19. Elle a constaté qu’avant la délibération du 14 septembre 2004, il était constant que la voirie et le réseau du lotissement appartenaient à l’ASL et ne constituaient pas une voie communale, à classer ou déclasser.

20. Ayant relevé que la délibération du 20 mai 2003 autorisant l’enquête publique mentionnait « le transfert » de la voirie et des réseaux dans le domaine public, sans que le visa des dispositions des articles L. 41-3 et R. 41-4 du code de la voirie routière ne modifiât la nature de l’opération projetée, et que les termes de la délibération votée le 14 septembre 2004 consistaient à « transférer la voie et les réseaux au sein du domaine public communal », la cour d’appel a pu en déduire, sans modifier l’objet du litige et abstraction faite des motifs erronés mais surabondants critiqués par les deux premières branches, que la délibération avait pour objet le transfert de propriété des voies et réseaux du lotissement entre l’ASL, personne morale de droit privé, et la commune.

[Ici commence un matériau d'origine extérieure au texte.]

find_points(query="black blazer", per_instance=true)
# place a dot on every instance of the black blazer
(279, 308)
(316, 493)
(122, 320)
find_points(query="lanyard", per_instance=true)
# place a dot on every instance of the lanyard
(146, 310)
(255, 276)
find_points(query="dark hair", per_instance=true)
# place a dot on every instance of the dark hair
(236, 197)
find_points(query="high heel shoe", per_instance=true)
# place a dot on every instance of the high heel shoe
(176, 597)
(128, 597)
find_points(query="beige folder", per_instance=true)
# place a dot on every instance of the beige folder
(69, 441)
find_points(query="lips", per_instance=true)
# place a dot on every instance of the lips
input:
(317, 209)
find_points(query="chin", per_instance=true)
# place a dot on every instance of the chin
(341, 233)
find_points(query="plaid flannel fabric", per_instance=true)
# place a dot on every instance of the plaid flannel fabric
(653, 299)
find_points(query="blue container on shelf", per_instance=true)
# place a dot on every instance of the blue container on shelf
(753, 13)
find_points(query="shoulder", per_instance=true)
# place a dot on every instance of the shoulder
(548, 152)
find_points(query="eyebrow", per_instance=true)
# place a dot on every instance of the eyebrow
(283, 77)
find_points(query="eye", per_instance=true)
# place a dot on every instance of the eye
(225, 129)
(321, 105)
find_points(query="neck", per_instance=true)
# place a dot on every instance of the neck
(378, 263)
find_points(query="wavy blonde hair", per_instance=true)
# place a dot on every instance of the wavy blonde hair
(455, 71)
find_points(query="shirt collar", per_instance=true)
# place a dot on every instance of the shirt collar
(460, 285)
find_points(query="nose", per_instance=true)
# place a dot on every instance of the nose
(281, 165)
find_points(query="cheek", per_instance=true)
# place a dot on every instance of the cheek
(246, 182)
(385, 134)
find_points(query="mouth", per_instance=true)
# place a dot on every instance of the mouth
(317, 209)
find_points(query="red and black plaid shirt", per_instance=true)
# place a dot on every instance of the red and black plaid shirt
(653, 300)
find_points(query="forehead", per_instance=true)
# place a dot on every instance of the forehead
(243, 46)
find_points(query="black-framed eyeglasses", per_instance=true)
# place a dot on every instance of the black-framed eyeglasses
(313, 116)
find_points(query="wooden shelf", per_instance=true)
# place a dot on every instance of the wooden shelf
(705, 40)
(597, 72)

21. Ayant ainsi constaté que le transfert de propriété avait été voté, après enquête publique et sans opposition de l’ASL ou des propriétaires intéressés, par une délibération du conseil municipal qui présentait un caractère exécutoire, la cour d’appel, qui n’était pas tenue de répondre à des conclusions que ses constatations rendaient inopérantes, en a exactement déduit que ce transfert était acquis en application de l’article L. 318-3 du code de l’urbanisme.

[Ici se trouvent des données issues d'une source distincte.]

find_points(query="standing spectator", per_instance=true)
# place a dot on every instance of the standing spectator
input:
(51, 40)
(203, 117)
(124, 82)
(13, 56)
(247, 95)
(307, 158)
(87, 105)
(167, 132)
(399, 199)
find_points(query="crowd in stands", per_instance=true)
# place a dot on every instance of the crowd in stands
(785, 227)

22. Le moyen n’est donc pas fondé.

PAR CES MOTIFS, la Cour :

REJETTE le pourvoi ;

Condamne la commune de [Localité 2] aux dépens ;

En application de l’article 700 du code de procédure civile, rejette la demande formée par la commune de [Localité 2] et la condamne à payer à l’association syndicale libre du [Adresse 4] la somme de 3 000 € ;

Ainsi fait et jugé par la Cour de cassation, troisième chambre civile, signé par M. Maunand, conseiller doyen, conformément aux dispositions des articles 456 et 1021 du code de procédure civile, en remplacement du conseiller empêché, et signé et prononcé par le président en son audience publique du onze janvier deux mille vingt-trois.